Yesterday, the market found itself under significant pressure after U.S. President Donald Trump stated that coronavirus aid package negotiations with Democrats would stop.

Today, S&P 500 futures are gaining ground in premarket trading after Trump proposed a limited stimulus bill which would include $1,200 stimulus checks, $135 billion in funds for paycheck protection program and $25 billion for airline payroll support.

The market has just proved that it is very sensitive to stimulus news as traders remain worried about the state of the economy while stocks are trading at high levels despite the pandemic.

Most likely, various developments on the stimulus front will add to market volatility in the upcoming trading sessions.

FOMC Minutes In Focus

Today, traders will have a chance to take a look at FOMC Minutes from the last meeting. Previously, the Fed signaled that it would keep rates at the bottom until the end of 2023 but traders would like to know what the Fed thinks about the current state of the economy and the potential trajectory of rate hikes when the economy is ready for them.

The release of FOMC Minutes may serve as a material catalyst for the U.S. dollar, which, in turn, may impact gold and silver prices and mining stocks.

Gold and silver have recently failed to develop significant upside momentum but weaker dollar could serve as a catalyst for a new rally.
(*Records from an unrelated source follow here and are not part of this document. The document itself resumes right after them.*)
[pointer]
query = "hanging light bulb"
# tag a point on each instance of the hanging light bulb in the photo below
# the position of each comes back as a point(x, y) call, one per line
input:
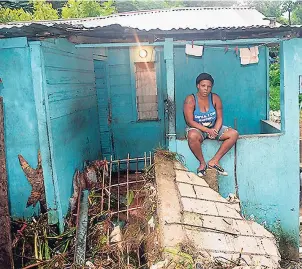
point(143, 53)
At the same time, weaker dollar will be bullish for the whole stock market.

Oil Tries To Settle Below The $40 Level

Oil remains very volatile near the key $40 level. Yesterday, API Crude Oil Stock Change report indicated that inventories increased by 0.95 million barrels.

This report put pressure on oil prices, although the data will have to be confirmed by the upcoming EIA Weekly Petroleum Status Report before traders will make their final conclusions about the latest developments on the inventory front.

Donald Trump’s decision to stop coronavirus aid package negotiations with Democrats served as an additional bearish catalyst for oil prices while his recent call for a limited stimulus bill helped oil recover some of the losses. At this point, it looks like energy-related stocks are set for a volatile trading session. #StockMarket##US#


Reprinted from Fxempire,the copyright all reserved by the original author.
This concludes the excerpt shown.